Question

The oxidation state of manganese in the product obtained in a reaction of potassium permanganate and hydrogen peroxide in basic medium is____.

Answer 1

Correct Answer: 4

To determine the oxidation state of manganese in the product obtained from the reaction of potassium permanganate (KMnO₄) with hydrogen peroxide (H₂O₂) in a basic medium, we need to analyze the redox reaction. In basic medium, the half-reactions can be represented as follows:

• Reduction half-reaction (Mn):
  \(MnO_4^- + e^- \rightarrow MnO_2(s)\)
  This represents a change from +7 to an oxidation state of +4 for manganese, as \(MnO_4^-\) is reduced to \(MnO_2\).
• Oxidation half-reaction (H₂O₂):
  \(H_2O_2 \rightarrow O_2 + 2e^- + 2H^+\)
  In basic medium, this simplifies to:
  \(2OH^- \rightarrow O_2 + 2e^- + 2H_2O\)

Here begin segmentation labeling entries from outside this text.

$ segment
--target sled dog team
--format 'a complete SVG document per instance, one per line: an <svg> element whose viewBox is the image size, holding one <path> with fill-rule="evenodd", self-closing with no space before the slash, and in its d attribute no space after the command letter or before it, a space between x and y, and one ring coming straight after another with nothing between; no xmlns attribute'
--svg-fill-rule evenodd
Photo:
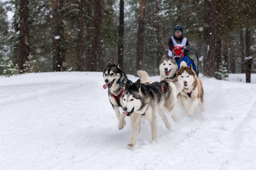
<svg viewBox="0 0 256 170"><path fill-rule="evenodd" d="M152 141L157 138L157 113L167 129L171 125L165 113L172 114L177 121L174 107L179 100L188 116L193 115L199 105L204 111L204 90L201 81L192 69L183 61L180 69L172 57L164 56L159 65L160 82L150 83L145 71L138 70L139 79L135 83L129 80L125 72L116 65L109 63L103 71L109 99L119 120L118 129L126 125L125 117L130 116L131 138L128 147L132 148L139 133L142 118L147 120L151 129ZM120 107L123 110L120 113Z"/></svg>

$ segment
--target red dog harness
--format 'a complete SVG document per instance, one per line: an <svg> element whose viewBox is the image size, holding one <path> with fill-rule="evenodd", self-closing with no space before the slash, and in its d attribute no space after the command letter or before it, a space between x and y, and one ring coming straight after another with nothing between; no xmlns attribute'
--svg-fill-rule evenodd
<svg viewBox="0 0 256 170"><path fill-rule="evenodd" d="M114 97L114 99L115 99L115 101L117 101L117 104L118 105L118 106L119 107L122 107L122 105L121 104L121 103L120 103L120 98L122 96L122 94L123 92L123 90L124 90L124 88L123 87L123 91L121 92L120 95L119 95L118 96L115 96L113 94L111 94L112 95L112 96Z"/></svg>

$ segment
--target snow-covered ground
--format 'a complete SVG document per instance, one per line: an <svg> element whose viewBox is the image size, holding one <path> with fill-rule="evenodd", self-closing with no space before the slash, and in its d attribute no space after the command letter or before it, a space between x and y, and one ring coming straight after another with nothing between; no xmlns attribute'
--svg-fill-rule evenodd
<svg viewBox="0 0 256 170"><path fill-rule="evenodd" d="M237 76L201 76L205 112L177 107L171 130L159 118L154 143L146 121L132 150L130 118L118 130L101 73L1 77L0 169L255 169L256 84Z"/></svg>

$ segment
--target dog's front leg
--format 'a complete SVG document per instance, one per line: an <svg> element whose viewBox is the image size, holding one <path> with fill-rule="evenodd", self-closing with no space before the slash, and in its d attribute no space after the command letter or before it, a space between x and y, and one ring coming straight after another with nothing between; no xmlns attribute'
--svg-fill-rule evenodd
<svg viewBox="0 0 256 170"><path fill-rule="evenodd" d="M123 127L125 127L126 124L125 120L125 114L120 114L120 109L118 106L113 105L113 108L115 110L115 114L117 115L117 118L118 119L119 121L118 128L119 130L122 130L123 128Z"/></svg>
<svg viewBox="0 0 256 170"><path fill-rule="evenodd" d="M118 124L118 129L122 130L123 129L123 127L125 127L126 122L125 122L125 117L126 116L123 114L121 113L120 116L120 119L119 120L119 124Z"/></svg>
<svg viewBox="0 0 256 170"><path fill-rule="evenodd" d="M128 147L130 148L133 148L134 146L139 131L142 118L142 115L141 114L134 113L131 116L131 141L127 144Z"/></svg>
<svg viewBox="0 0 256 170"><path fill-rule="evenodd" d="M150 123L152 132L152 142L155 141L158 138L158 120L156 116L152 117L152 120Z"/></svg>
<svg viewBox="0 0 256 170"><path fill-rule="evenodd" d="M184 97L182 95L181 95L181 100L183 102L185 108L186 109L187 111L188 111L189 110L189 104L188 103L187 97Z"/></svg>
<svg viewBox="0 0 256 170"><path fill-rule="evenodd" d="M194 113L195 108L196 108L196 106L200 102L199 98L196 97L195 98L194 101L193 101L192 104L191 104L191 106L190 107L189 109L188 112L188 116L191 116L193 115L193 113Z"/></svg>

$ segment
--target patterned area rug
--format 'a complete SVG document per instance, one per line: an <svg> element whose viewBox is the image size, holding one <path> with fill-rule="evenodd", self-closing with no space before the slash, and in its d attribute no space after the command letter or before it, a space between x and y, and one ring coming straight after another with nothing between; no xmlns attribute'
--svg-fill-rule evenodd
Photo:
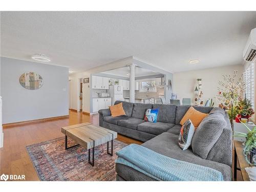
<svg viewBox="0 0 256 192"><path fill-rule="evenodd" d="M70 139L68 143L75 144ZM41 181L115 181L116 152L126 145L115 140L113 156L106 153L106 143L96 147L94 167L88 163L88 151L83 147L65 150L65 137L26 148Z"/></svg>

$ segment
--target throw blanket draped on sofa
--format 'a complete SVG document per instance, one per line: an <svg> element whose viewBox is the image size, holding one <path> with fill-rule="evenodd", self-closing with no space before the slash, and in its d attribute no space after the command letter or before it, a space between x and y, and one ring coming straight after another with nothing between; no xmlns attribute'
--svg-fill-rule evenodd
<svg viewBox="0 0 256 192"><path fill-rule="evenodd" d="M116 163L131 167L159 181L223 181L213 168L171 158L132 144L116 153Z"/></svg>

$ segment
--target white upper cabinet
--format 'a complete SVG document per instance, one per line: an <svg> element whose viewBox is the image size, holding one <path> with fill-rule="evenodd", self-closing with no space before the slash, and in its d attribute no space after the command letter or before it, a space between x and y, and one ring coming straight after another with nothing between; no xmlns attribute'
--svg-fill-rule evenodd
<svg viewBox="0 0 256 192"><path fill-rule="evenodd" d="M123 90L130 90L130 81L128 80L120 79L122 81L122 86Z"/></svg>
<svg viewBox="0 0 256 192"><path fill-rule="evenodd" d="M93 99L93 112L96 113L100 110L108 109L111 106L111 98L95 98Z"/></svg>
<svg viewBox="0 0 256 192"><path fill-rule="evenodd" d="M92 89L109 89L109 78L93 75L92 78Z"/></svg>
<svg viewBox="0 0 256 192"><path fill-rule="evenodd" d="M162 85L162 77L156 78L156 84L157 86Z"/></svg>
<svg viewBox="0 0 256 192"><path fill-rule="evenodd" d="M161 78L162 79L162 85L164 85L165 83L164 83L164 77L162 77Z"/></svg>
<svg viewBox="0 0 256 192"><path fill-rule="evenodd" d="M156 85L163 86L164 84L164 77L156 78Z"/></svg>
<svg viewBox="0 0 256 192"><path fill-rule="evenodd" d="M139 91L139 83L138 81L135 81L135 91Z"/></svg>
<svg viewBox="0 0 256 192"><path fill-rule="evenodd" d="M110 78L109 77L103 77L102 78L102 84L103 84L103 89L109 89L109 80Z"/></svg>

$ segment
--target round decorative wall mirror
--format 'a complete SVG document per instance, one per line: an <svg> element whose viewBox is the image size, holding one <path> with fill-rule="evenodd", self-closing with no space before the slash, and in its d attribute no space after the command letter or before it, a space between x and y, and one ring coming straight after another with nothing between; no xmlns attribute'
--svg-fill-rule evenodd
<svg viewBox="0 0 256 192"><path fill-rule="evenodd" d="M29 90L38 89L42 86L42 78L35 72L26 72L19 77L19 82L24 88Z"/></svg>

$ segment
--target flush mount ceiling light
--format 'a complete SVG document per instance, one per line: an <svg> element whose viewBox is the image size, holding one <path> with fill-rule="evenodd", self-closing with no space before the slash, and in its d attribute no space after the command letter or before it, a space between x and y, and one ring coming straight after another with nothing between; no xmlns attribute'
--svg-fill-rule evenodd
<svg viewBox="0 0 256 192"><path fill-rule="evenodd" d="M199 59L191 59L188 62L189 62L189 64L196 64L199 62Z"/></svg>
<svg viewBox="0 0 256 192"><path fill-rule="evenodd" d="M39 61L49 62L51 61L51 60L49 58L46 57L45 55L40 54L36 54L33 55L31 58L34 60Z"/></svg>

By combining and balancing these reactions, we ensure that the electrons lost in the oxidation half-reaction match those gained in the reduction half-reaction, achieving a balanced equation. Ultimately, the manganese from KMnO₄ is reduced to MnO₂, where manganese has an oxidation state of +4 in \(MnO_2\).

Therefore, the oxidation state of manganese in the product is +4. This value is confirmed to fall within the given range of 4.